New standards govern hospital construction in capital
Abu Dhabi // As Abu Dhabi's network of medical facilities continues to expand rapidly, new design and construction standards are beginning to make themselves felt.
Adeeb al Zaabi, an official of the Health Authority - Abu Dhabi (HAAD) said yesterday that 25 projects have now won approval under the new Healthcare Facility Design Standards.
These new rules cover not only facility design and construction but also the pre-qualification of design consultants.
From now on all new hospitals, rehabilitation centres, medical centres and the like in Abu Dhabi will have to comply with the detailed new standards in order to be licenced, and the refurbishing of existing facilities will also be covered.
"These standards are going to apply and be implemented on the new facilities, while a team of inspectors will help the old ones to implement what they can of it or what they can modify," said Mr al Zaabi, who is manager of health facility licensing at HAAD.
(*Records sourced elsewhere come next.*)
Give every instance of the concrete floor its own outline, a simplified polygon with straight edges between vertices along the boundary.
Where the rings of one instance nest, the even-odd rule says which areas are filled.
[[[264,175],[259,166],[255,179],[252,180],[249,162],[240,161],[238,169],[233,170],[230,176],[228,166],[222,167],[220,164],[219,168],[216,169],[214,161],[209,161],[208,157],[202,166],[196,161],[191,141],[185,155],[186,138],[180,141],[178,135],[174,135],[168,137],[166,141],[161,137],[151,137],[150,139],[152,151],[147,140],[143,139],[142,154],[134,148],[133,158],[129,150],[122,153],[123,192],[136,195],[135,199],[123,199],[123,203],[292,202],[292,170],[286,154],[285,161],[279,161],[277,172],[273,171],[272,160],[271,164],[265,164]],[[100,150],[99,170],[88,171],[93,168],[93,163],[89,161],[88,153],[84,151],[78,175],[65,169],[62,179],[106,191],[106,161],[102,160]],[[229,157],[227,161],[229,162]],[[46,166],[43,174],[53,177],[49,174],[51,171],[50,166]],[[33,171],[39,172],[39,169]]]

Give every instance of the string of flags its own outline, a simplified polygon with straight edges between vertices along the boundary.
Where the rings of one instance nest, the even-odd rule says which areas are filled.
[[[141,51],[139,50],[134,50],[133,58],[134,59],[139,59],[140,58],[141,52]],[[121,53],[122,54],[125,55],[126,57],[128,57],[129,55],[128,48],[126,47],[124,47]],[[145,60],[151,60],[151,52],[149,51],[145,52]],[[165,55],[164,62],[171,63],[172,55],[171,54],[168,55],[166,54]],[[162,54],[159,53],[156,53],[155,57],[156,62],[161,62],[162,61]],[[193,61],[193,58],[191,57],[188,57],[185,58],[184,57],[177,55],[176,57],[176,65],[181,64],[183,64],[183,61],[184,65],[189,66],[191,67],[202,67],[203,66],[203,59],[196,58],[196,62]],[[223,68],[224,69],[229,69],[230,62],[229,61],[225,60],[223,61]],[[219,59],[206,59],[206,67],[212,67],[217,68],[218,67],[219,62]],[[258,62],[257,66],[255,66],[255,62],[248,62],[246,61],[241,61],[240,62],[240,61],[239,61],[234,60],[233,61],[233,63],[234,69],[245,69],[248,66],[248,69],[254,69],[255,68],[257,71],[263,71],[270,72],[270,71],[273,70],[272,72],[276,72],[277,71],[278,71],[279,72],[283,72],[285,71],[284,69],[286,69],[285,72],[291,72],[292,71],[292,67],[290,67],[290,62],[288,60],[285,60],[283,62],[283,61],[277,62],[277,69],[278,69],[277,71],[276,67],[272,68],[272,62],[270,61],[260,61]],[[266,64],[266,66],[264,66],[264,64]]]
He explained that over a year ago, HAAD sought the assistance of consultants who were then able to review building plans for certain facilities. As a result of that work, the standards developed then are now being adopted and implemented.
There are over 1,200 healthcare facilities in Abu Dhabi and, Mr al Zaabi said, more than 100 were set up in Abu Dhabi in 2010 alone, a growth rate of roughly eight per cent.
"This rate compares well to the growth in population and economic development," he went on.
"The standards will be used for the evaluation of applications for healthcare facility licensing as well as inspections.
"Some pre-existing international standards have been referenced in these standards," Mr al Zaabi explained.
"However, the specific and unique requirements override any other standards," he continued.
The five aspects of the new standards provide detailed information for numerous and varied aspects of the design of facilities.
The new guidelines will also have an important role to play in educating new consultants coming into the field, said Aladin Niazmand, global director of TAHPI, a health-facility planning specialist firm.
"HAAD has now provided the first edition of the comprehensive new ... guidelines … with specific customisation to the UAE," he said.
"The new guidelines will be updated and reviewed periodically in response to new operational models of healthcare, technology and public expectation."
Mr Niazmand said designers are encouraged to innovate and exceed the requirements, but while some things are optional others are not.
For example, he said, standards on matters such as accessibility around beds and ergonomic dimensions, will be mandatory in all cases.
Overall, the new standards are expected to be "a valuable source of knowledge for the whole healthcare industry, not just in Abu Dhabi but across the region," added Mr Niazmand.
The new guidelines, including over 1,000 files, are on HAAD's website and can be downloaded, free, from www.haad.ae/hfg.